Tra gli indagati compare anche il nome del materano Franco Dell’Acqua, ex consigliere comunale e candidato sindaco dei Ds, che oggi si presenta come dirigente risorse umane di Sudelettra: la ditta che gestisce la manutenzione degli impianti di Viggiano considerati i responsabili di fiammate anomale e picchi di emissioni venefiche.
L’inchiesta sul Centro oli Val d’Agri era venuta alla luce a febbraio dell’anno scorso con un primo “blitz” dell’Antimafia. Da allora l’ipotesi di reato indicata resta quella del «traffico di rifiuti» ma i filoni d’indagine si sono moltiplicati.

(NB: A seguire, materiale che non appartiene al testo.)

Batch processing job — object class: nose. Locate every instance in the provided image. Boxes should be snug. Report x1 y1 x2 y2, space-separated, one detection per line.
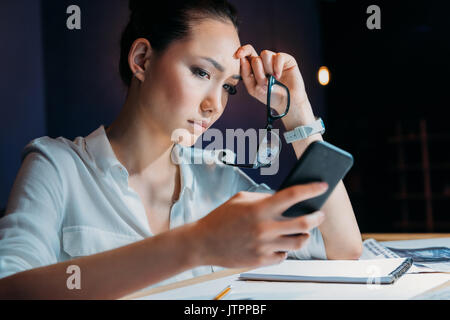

Sul tavolo degli inquirenti c’è il tema della corretta qualificazione dei reflui, che sono il prodotto della componente acquosa separata dal greggio destinato alla raffineria, più tutte le sostanze utilizzate per estrarlo e prepararlo all’immissione nell’oleodotto in direzione Taranto.
Dalla qualificazione del rifiuto prodotto dipende anche il tipo di trattamento da adottare per smaltirlo correttamente. E il sospetto degli investigatori del Noe dei carabinieri è che per anni non sia stato fatto nella maniera giusta, trascurando la presenza di elementi tossici ed esponendo al rischio di contaminazione non solo i lavoratori dell’impianto di smaltimento, ma anche l’ambiente dove al termine del trattamento vengono sversate le acque “ripulite”.
Tra i quesiti sottoposti al superconsulente si parlava anche delle autorizzazioni concesse all’impianto della compagnia di San Donato dalla Regione Basilicata. Un doppio via libera, per essere precisi, dato che nel giro di 3 mesi la Regione ha concesso prima l’autorizzazione integrata ambientale al Centro oli, e poi l’ok al suo ampliamento con la realizzazione di una quinta linea capace di aumentare la produzione di greggio in maniera più che notevole.
Oltre a quello sulla gestione dei reflui di produzione i pm diretti dal procuratore Gay avevano aperto subito anche altri 2 filoni d’indagine sulle emissioni prodotte dal Centro oli e sui loro effetti sulla salute dei lavoratori di Eni e indotto petrolifero. Per questo i carabinieri del Noe avevano già acquisito tutti i dati a disposizione delle centraline dell’Eni che monitorizzano in continuo quanto viene emesso in atmosfera: sia il dato “grezzo”, sia quello certificato dalla Ecb di Potenza, che in caso di superamento delle soglie autorizzate andrebbe auto-denunciato da Eni. Cosa che si sospetta non sia sempre avvenuta.
Da ultimo gli inquirenti si erano posti il problema degli effetti delle emissioni del Centro oli, quindi avevano acquisito gli elenchi dei lavoratori che gli gravitano attorno. In tutto si parla di oltre 5mila nominativi di persone potenzialmente “esposte” agli inquinanti immessi in atmosfera.
Il Quotidiano ieri sera ha contattato uno dei destinatari dell’avviso di garanzia, l’ex direttore dell’Arpab Raffaele Vita che si è detto «fiducioso nell’operato della magistrata». Senza aggiungere altro.